In fact, if the rate of relentless self-promoters with their own reality shows continues at the current, hectic pace, everyone on the planet may in fact have their own shows going at the same time — making it technically possible that no one will be home to watch anyone else's reality show.

Tuesday night, A&E begins "Dog The Bounty Hunter," (search) another show featuring people with an insatiable love of hair products. "Bounty Hunter" is about a man called Dog Chapman (search), who became famous when he captured felon-on-the-run/Max Factor heir Andrew Luster.
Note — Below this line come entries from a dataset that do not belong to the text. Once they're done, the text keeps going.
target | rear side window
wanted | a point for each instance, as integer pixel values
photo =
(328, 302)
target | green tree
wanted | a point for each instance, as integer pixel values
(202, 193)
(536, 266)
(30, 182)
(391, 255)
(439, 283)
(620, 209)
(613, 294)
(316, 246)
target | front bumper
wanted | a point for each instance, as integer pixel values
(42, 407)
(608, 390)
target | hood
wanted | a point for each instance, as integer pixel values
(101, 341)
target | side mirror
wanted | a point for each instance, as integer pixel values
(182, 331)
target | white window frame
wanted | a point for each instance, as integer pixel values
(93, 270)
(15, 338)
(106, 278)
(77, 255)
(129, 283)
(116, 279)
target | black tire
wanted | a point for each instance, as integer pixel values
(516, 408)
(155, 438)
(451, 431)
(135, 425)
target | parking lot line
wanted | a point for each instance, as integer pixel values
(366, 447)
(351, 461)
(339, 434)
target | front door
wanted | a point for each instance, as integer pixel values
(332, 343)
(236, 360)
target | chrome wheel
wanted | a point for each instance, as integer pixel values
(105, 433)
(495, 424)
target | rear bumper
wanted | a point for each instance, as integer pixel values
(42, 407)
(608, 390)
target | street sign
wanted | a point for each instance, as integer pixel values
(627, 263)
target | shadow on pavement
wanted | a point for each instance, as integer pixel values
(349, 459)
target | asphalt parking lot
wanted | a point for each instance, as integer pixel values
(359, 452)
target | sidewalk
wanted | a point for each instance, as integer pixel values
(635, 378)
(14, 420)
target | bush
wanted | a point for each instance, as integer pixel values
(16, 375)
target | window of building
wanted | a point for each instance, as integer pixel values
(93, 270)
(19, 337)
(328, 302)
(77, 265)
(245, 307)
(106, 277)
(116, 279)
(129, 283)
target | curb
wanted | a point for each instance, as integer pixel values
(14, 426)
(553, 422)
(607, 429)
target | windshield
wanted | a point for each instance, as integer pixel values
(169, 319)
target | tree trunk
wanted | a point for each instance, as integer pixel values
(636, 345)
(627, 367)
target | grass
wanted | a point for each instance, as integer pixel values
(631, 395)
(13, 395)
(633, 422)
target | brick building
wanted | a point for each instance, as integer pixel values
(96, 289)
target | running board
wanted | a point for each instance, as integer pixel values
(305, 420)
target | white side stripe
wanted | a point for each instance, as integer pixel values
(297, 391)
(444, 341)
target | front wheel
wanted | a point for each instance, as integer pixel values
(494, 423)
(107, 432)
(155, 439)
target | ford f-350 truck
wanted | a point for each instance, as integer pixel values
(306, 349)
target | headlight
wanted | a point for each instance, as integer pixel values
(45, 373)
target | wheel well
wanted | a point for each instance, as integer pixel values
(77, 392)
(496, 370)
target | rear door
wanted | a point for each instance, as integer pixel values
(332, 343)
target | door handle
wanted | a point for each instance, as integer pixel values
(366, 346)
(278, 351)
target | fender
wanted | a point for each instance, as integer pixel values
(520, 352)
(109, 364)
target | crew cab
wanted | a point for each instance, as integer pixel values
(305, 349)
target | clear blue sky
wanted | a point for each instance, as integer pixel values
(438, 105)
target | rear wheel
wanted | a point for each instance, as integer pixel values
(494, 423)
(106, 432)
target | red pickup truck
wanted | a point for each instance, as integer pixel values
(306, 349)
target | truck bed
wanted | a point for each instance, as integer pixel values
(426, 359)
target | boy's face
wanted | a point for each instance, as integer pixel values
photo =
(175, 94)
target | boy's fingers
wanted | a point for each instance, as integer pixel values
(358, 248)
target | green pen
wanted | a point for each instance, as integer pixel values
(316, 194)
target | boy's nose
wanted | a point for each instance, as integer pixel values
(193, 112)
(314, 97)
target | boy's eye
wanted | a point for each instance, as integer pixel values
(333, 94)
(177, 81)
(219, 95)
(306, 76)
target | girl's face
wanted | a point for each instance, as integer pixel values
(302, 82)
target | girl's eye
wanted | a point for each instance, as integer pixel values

The astounding thing is that he should be hunted down himself — by the fashion police.

I'm talking about a mullet so out of date and badly conceived that it looks like it was cut by Ray Charles and dyed with melted Crayolas.

Billing himself as a bounty hunter, in reality Dog and his family are Hawaiian bail bonds "agents." They hunt down perps if they skip town or don't show up for court dates — leaving the bondsmen on the hook for the dough.

Trust me. It sounds a lot more interesting than it is.

For one thing, most of the desperados they hunt down aren't dangerous murderers (or at least not so far on the show) — just slobs who are too stoned to remember their court dates.

In episode one, we meet Dog's "team" and then watch them try to create excitement by arguing via walkie/talkie in their cars with each other. It's like being locked on the bus with loudmouths on cellphones.

Yes, Dog might be a real character, but listening to his bible-preaching and lectures about fatherhood while doting on his latest crop o' little children and his formerly estranged grown son smacks of phony.

At one point, the grown son even brags that he's the only one of Dog's 12 children who have graduated from high school. Not exactly Bill Cosby here.

But A&E isn't the only network obsessed with the fast paced, exciting life of badly coifed, suburban bail bondsmen this season. HBO has also jumped into the fray with "Family Bonds" (search) featuring a Long Island family of (I'm ashamed to say) Italian-American bail bonds "agents" who are even more vulgar, uneducated and tattoo-obsessed than the Chapmans.

I'm so-o-o sorry I complained about bad writing on TV. Please forgive me and bring it back.